CMIS query performance slow - Solr index improvement?
This problem is experienced with Alfresco 6.0 (could be in Alfresco 5.2 as well). I do not know how much the version matters to this issue.
I have a custom model defined. This mode has a custom type and it has a custom aspect with a set of properties.
We use CMIS API to communicate with the repository. Functionally, everything has been working great.
Now in order to show the information on the document objects (without the binary content), we use the following query through CMIS API. It is clear that the execution of this query through CMIS is taking long to respond.
SELECT doc.*, slo.*
FROM cmis:document AS doc
JOIN slo:documentProperties AS sloalias ON doc.cmisbjectId = sloalias.cmisbjectId
0a813931-e5d4-4a4a-82ad-8ccbbd1c2405 is the id of the folder under which the document would reside
Suppose we remove the calling of this query, the page loads very fast.
With this query executing, in a production system with millions of documents, it is consistently taking 20 seconds to respond.
Please note that, on my (custom) model definition, I have not done anything special with respect to indexing (the properties). So, whatever is happening must be from the default behavior.
I wonder if the improper usage IN_TREE is the cause of slowness.

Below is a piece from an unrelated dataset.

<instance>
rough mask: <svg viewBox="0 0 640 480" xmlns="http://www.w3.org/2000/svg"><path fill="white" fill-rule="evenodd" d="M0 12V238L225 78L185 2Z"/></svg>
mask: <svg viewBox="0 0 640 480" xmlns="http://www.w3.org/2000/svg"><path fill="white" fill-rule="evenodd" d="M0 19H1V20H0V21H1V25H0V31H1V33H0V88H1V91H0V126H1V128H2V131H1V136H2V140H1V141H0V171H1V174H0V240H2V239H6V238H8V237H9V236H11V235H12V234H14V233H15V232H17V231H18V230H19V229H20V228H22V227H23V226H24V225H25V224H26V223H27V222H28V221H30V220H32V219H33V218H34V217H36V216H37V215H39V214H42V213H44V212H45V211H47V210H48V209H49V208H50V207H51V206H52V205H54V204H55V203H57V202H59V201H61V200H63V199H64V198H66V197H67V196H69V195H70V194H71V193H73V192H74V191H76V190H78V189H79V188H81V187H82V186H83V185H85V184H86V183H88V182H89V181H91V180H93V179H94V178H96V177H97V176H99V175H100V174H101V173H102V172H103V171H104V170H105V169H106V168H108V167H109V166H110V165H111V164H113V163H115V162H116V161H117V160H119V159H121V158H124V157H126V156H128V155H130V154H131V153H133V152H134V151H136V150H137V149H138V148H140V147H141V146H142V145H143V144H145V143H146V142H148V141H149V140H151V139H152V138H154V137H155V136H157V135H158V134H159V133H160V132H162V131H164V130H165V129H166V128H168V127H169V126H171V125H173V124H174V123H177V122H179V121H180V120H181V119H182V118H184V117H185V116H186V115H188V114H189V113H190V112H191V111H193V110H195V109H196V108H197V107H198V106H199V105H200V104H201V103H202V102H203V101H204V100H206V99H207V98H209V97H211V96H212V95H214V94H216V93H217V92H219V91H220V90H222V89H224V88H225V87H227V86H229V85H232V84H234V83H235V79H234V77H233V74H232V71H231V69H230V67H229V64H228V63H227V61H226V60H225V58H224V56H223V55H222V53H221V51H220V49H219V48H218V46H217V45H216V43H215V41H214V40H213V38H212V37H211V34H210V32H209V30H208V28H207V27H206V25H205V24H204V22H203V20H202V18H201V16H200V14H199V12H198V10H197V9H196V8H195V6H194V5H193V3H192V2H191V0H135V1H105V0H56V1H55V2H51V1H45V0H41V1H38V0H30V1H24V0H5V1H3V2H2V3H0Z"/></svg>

Because I have read somewhere saying, we can write CMIS query in such a way not to go through Solr (indexing), whether it is a good idea or not.
I also wonder if this performance issue has anything to do with other things like default auditing, or default (excessive) logging, etc.
Re: CMIS query performance slow - Solr index improvement?
What is the page size you are requesting for this CMIS query? Have you already set the logger for the SolrQueryHTTPClient class to debug and checked the logs if the long query duration actually originates from the SOLR query call? Do you use dynamic authorities in any of your customisations/extensions, which can indrectly cause some ACL check optimisations to be disbabled?
The use of IN_TREE is not necessarily "improper". It is a valid selector. Though if you only need to find documents directly in that folder, and not in any sub-folders, then IN_TREE could be replaced by IN_FOLDER, which would allow the query to execute via DB instead of SOLR. But bear in mind that executing a query against the DB is not necessarily faster than when executed against SOLR. Performance depends on a lot of factors like DB index / statistics state, data selectivity etc. For larger data sets, it is very likely that SOLR is faster more often than a DB query, since a DB query has to perform ACL checking as a post-filter step, causing additional DB interactions.